Right now we are working on a new project using Apache Nutch 2.x, Apache Hadoop, Apache Solr 4 and a lot of other cool tools/modules/API’s/etc. After following the instructions found on http://nlp.solutions.asia/?p=180, I’ve successfully connected Apache Nutch, MySQL and Apache Solr.

In summary:

  • Create a database to hold your data
  • Use SQLDataStore and add configuration for your MySQL server
  • Update Apache Nutch configuration
  • Update Solr schema

Now our Apache Nutch uses MySQL as data store (the place where it keeps the result of the crawling process, such as URL, text content, metadata, and so on).
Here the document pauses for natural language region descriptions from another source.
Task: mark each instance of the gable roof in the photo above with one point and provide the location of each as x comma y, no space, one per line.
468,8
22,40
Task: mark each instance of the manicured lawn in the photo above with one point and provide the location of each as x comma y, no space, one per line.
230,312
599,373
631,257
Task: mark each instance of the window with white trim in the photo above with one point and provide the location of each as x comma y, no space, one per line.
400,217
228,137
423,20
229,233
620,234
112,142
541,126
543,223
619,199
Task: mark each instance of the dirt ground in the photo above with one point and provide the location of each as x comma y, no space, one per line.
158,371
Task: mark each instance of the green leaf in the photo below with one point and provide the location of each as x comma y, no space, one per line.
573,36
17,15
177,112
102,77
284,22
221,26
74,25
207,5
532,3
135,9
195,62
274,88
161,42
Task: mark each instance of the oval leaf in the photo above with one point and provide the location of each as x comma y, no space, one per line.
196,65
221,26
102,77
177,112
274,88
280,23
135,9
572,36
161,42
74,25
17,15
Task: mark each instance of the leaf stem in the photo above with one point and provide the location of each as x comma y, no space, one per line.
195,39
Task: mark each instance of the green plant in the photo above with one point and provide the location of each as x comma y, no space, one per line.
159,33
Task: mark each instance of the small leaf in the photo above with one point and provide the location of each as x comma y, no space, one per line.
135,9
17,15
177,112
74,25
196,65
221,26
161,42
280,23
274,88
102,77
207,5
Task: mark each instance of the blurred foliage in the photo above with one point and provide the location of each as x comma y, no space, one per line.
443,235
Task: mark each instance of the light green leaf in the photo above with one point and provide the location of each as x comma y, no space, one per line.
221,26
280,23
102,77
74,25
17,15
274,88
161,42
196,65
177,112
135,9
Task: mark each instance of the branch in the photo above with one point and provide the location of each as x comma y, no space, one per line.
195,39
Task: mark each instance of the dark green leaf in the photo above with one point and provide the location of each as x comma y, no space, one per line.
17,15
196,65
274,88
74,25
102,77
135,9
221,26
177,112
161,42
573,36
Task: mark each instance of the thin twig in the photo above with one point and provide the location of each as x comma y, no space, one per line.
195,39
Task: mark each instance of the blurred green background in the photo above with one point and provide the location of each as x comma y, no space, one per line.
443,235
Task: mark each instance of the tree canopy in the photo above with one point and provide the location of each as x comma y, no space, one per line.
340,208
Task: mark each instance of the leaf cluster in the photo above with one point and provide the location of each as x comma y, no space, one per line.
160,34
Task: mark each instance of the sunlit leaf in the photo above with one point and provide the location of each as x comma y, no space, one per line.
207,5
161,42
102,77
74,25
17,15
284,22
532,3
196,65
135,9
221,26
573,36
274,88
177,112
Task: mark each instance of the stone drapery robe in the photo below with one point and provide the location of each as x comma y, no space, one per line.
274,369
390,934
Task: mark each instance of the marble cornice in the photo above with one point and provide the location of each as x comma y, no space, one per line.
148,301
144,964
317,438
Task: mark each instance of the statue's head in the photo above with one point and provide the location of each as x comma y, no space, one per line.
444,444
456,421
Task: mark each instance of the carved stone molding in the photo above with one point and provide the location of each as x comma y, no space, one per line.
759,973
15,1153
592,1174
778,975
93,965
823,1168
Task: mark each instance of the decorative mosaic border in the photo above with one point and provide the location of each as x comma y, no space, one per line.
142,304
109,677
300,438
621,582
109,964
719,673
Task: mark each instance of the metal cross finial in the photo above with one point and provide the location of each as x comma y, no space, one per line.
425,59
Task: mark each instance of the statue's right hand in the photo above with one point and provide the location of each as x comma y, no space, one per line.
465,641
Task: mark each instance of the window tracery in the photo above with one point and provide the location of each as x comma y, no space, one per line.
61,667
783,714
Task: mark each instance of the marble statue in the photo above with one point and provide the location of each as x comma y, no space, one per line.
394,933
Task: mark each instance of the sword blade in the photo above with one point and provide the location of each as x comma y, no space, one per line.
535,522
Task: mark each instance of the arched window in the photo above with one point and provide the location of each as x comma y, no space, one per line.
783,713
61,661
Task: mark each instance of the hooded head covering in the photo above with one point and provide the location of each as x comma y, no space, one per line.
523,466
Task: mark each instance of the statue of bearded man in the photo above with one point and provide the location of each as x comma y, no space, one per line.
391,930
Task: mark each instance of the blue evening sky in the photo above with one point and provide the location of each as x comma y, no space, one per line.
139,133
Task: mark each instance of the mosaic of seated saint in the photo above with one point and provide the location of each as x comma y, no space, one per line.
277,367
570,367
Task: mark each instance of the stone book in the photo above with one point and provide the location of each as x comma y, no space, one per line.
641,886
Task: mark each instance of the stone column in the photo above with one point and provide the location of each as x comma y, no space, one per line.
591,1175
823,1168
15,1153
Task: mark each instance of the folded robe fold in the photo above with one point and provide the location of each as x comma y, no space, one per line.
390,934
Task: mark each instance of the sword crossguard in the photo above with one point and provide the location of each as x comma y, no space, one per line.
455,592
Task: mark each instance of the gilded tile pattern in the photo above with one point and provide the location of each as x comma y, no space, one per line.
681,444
That’s grand, but there is one part missing in the Solr Schema provided in the blog post.

Due to SOLR-3432, after following the tutorial and replacing the schema, we couldn’t delete the whole index anymore. After following the instructions in the bug comments, and adding the following entry in schema.xml it worked again.

<field name="_version_" type="long" indexed="true" stored="true"/>

Restart Apache Solr and run the following command and your index will be reset.

curl http://localhost:8983/solr/collection1/update?commit=true -H "Content-Type: text/xml" --data-binary "<delete><query>*:*</query></delete>"

Hope it helps if you are creating a similar set up. In the next posts we will explain how to set up Apache Nutch 2.x branch in Eclipse. It is very helpful for writing and debugging plug-ins.

Laters! -B